For Americans, a “dirty spliff” is a marijuana joint mixed with tobacco; for Europeans it could be a marijuana joint dropped in a puddle, as tobacco is standard operating procedure. For fans of the dirty blues, Dirty Spliff Blues is the eighth album by Indiana band Left Lane Cruiser (previous releases include Bring Yo’ Ass to the Table and Junkyard Speed Ball).
In the past Left Lane Cruiser have acknowledged their debt to North Mississippi Hill country blues musicians, and the rough and ready breed of music being farmed out of the Fat Possum records factory. Fat Possum succeeded on the basis of being innovators, avoiding the inauthentic replication of “old” blues when out of step with the times. Wisely, Left Lane Cruiser also take a modernist approach despite previous categorizations of “hillbilly rock” or “delta swamp” party music. You could also consider this album as “dirty blues”, not just because of some risqué content, but also because it’s loud and distorted. Opener, “Tres Borrachos”, has a monster riff one notch up from ZZ Top, and the band sound like serious bad-asses. The following blues shuffle, “Elephant Stomp”, seems gentile in comparison, but still contains some tough licks and attitude.

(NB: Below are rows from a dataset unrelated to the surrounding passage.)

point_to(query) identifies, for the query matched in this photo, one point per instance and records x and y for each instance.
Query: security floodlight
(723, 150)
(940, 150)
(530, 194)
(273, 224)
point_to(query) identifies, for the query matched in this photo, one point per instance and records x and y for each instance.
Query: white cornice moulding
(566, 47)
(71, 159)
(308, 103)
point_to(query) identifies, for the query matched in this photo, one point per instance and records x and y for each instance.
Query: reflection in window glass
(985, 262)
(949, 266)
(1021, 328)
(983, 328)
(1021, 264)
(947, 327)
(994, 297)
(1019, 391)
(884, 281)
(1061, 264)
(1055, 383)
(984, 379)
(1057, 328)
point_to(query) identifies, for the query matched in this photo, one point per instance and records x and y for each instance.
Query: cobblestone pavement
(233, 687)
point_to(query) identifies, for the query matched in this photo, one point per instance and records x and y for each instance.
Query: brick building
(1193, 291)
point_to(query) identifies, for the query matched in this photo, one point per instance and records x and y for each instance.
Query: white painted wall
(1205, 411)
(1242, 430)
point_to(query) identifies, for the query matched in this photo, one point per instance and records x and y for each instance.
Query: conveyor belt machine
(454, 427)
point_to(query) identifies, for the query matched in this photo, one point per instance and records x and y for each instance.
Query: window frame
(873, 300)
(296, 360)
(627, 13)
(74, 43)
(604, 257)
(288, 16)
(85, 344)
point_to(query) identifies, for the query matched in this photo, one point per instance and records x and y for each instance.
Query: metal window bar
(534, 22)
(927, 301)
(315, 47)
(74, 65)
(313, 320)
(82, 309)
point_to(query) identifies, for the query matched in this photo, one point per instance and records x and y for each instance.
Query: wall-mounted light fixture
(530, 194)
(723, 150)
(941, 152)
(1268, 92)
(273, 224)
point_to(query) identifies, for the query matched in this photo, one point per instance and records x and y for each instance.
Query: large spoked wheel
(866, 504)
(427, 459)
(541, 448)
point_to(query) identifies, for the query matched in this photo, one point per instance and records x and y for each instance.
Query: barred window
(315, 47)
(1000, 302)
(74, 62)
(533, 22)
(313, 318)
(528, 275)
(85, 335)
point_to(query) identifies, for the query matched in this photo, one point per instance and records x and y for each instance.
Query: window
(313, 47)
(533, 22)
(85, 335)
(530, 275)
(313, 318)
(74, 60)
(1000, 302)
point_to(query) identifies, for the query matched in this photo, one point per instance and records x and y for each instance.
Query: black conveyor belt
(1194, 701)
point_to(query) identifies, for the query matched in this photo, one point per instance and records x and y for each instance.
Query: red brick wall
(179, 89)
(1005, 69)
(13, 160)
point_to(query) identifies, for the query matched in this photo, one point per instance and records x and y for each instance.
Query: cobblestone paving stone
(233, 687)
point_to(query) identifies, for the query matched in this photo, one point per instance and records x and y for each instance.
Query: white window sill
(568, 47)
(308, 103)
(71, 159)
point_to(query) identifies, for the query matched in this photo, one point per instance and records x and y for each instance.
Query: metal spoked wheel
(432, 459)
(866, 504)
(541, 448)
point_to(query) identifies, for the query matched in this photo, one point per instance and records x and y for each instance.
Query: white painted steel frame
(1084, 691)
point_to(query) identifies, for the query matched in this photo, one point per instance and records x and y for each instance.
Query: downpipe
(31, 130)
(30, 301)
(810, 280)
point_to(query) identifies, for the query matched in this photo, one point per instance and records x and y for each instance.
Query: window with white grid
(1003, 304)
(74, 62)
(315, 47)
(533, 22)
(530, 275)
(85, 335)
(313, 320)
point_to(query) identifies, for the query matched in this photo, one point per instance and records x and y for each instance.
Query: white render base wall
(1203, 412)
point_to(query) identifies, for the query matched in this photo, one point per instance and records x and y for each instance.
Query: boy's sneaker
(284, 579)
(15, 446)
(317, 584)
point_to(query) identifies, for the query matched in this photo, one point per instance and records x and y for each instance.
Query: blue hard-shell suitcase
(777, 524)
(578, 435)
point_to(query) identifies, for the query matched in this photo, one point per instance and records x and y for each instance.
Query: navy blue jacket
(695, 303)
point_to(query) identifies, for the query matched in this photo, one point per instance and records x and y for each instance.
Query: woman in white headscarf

The dissolute “Whitebread n Beans” starts with a dragging drum pattern which continues throughout, creating a messed-up and loose environment for the band to show off their prowess. Things ramp up even further in “Tangled Up in Bush” as Frederick “Joe” Evans IV yelps “I seek and destroy”, and a wiry guitar scratches out a solo. “Heavy Honey” with its’ deliciously big booty (a quote from the lyrics, not the reviewer) is certainly politically incorrect, and that indeed is probably the point. Raucous and fun, turn it up to scare your neighbours. Then, as billed, the title track sets out a preference for smoking marijuana straight with no additives, on the basis of the impassioned refrain that we “can’t see through the brown”.
The second half of the album continually and persistently ratchets up in intensity, an impressive feat in itself as the first half was no slouch. “Cutting Trees” has a great central guitar riff and is a heavy head-banger’s delight. In other words, it’s far from subtle. “All Damn Day” continues in this manner, and approximately suggests that the object of the singer’s desire should uncover her booty (yes, again with the booty) to bring peace in the Middle East. It’s an admirable sentiment, but nonetheless this proposed solution seems unlikely to resolve matters. “Skateboard Blues” is drenched in low-fi interference, but surprisingly the album finishes in a (comparatively) austere tone with “She Don’t Care”, at times sounding like the airbrushed Aerosmith. Despite being a nihilist, the girl sounds kind of crazed, fitting for an album which revels in its’ own glorious degeneracy.